Loana, première influenceuse et mythe médiatique : analyse d'un parcours entre gloire et sacrifice
Vingt-cinq ans après le séisme provoqué par Loft Story, l'ombre de Loana plane toujours sur le paysage audiovisuel français. Première star de la télé-réalité, pionnière des influenceurs avant l'heure et figure de proue d'une presse people en pleine mutation, elle a changé à jamais notre rapport à l'image et à la célébrité.
L'incarnation de la promesse télévisuelle
Virginie Spies, maître de conférences à l'Université d'Avignon, analyste des médias, sémiologue et autrice de Success Story : pourquoi les médias nous captivent, analyse pour nous les rouages du People System qui a broyé Loana.
Quelle image reste-t-il de Loana aujourd'hui ? Qu'a-t-elle véritablement apporté au paysage médiatique ?
Virginie Spies : Loana est, avant tout, la première véritable star de la télé-réalité en France. À l'époque de Loft Story 1, elle incarnait tout ce que la télévision recherchait : une fusion entre le mythe de Cendrillon et celui de Barbie.
D'un côté, la gogo danseuse arrivant de nulle part - la petite fille du peuple. De l'autre, la promesse d'une télévision capable de rendre n'importe qui célèbre et heureux. Elle a réalisé, presque malgré elle, la prophétie d'Andy Warhol. Avec le recul, on peut même dire qu'elle a été la première influenceuse. Elle restera un mythe.
Le casting et l'apport du réel
Qu'est-ce qui a plu à la production à l'époque, lorsqu'elle a fait le casting ?
Tout se joue au casting où il est important d'avoir des gens de toutes origines : la bourgeoise, pour Loana, la « cagole » du sud, l'intello, etc. Des modèles afin que chacun puisse s'identifier, en adorer certains, en détester d'autres.
Loana a apporté quelque chose de non écrit : du réel, des imprévus (comme l'histoire de sa fille ou la scène de la piscine), ce qui a généré une audience et un cash considérables.
La descente aux enfers médiatique
Contrairement à d'autres anciens lofteurs, sa vie est devenue un feuilleton médiatique permanent. Pourquoi sommes-nous restés si « accros » à son histoire ?
C'est là que le récit devient sombre. Loana est entrée de plain-pied dans le business de la « peopolisation ». Sa vie est devenue un récit : drogue, violences, retours ratés… Cela en dit long sur notre société qui est une société très voyeuriste, qui se repaie des malheurs des autres.

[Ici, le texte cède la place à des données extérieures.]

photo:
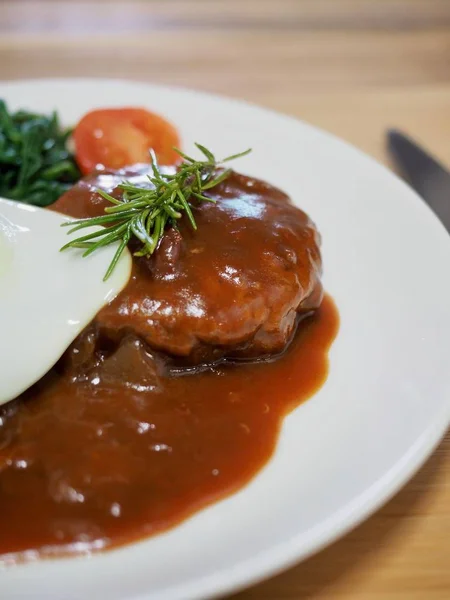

Ce n'est pas nouveau dans l'humain, sauf que là, c'est exacerbé avec la TV et les réseaux sociaux. Loana a été mangée par ce système qu'elle aimait pourtant, dans lequel elle s'est aussi trouvée, et qui l'a rendue qui elle était et qu'elle aimait en vérité également.
Cette descente aux enfers a culminé en 2024 lorsqu'elle est invitée dans l'émission Touche pas à mon poste et raconte un viol extrêmement violent qu'elle a récemment subi.
Qu'est-ce que cela dit de nous encore ?
En effet c'était très malsain. Très malaisant. Et en même temps c'était le seul endroit où elle parlait à la télévision. Mais ce que ça dit de nous, c'est qu'il faut feuilletonner sur ces personnes désespérées parce que ça marche, ça fait vendre. Le récit de l'ascension fulgurante et du malheur continue et nous intéresse.
L'héritage et la prise de conscience
Est-ce que son parcours difficile après le Loft a forcé les productions à changer leurs méthodes, notamment sur le plan psychologique ?
Elle a indéniablement créé une prise de conscience sur le danger de projeter des gens non préparés sous les projecteurs. Aujourd'hui, on parle de cellules psychologiques, même si les candidats disent parfois qu'ils ne sont pas assez accompagnés.
Loana a montré les limites du système. Nabilla a eu les codes culturels pour se faire entourer et construire un projet de carrière. Loana, elle, était une proie fragile sans les armes pour lutter contre ce que j'appelle le « People System ».
Première influenceuse avant l'heure, Loana a incarné la promesse d'une télévision capable de transformer l'anonymat en or, avant de devenir la proie d'un système médiatique insatiable. Son parcours tragique continue d'interroger notre fascination pour les récits de gloire et de chute, et notre propre voyeurisme face aux destins brisés par la célébrité.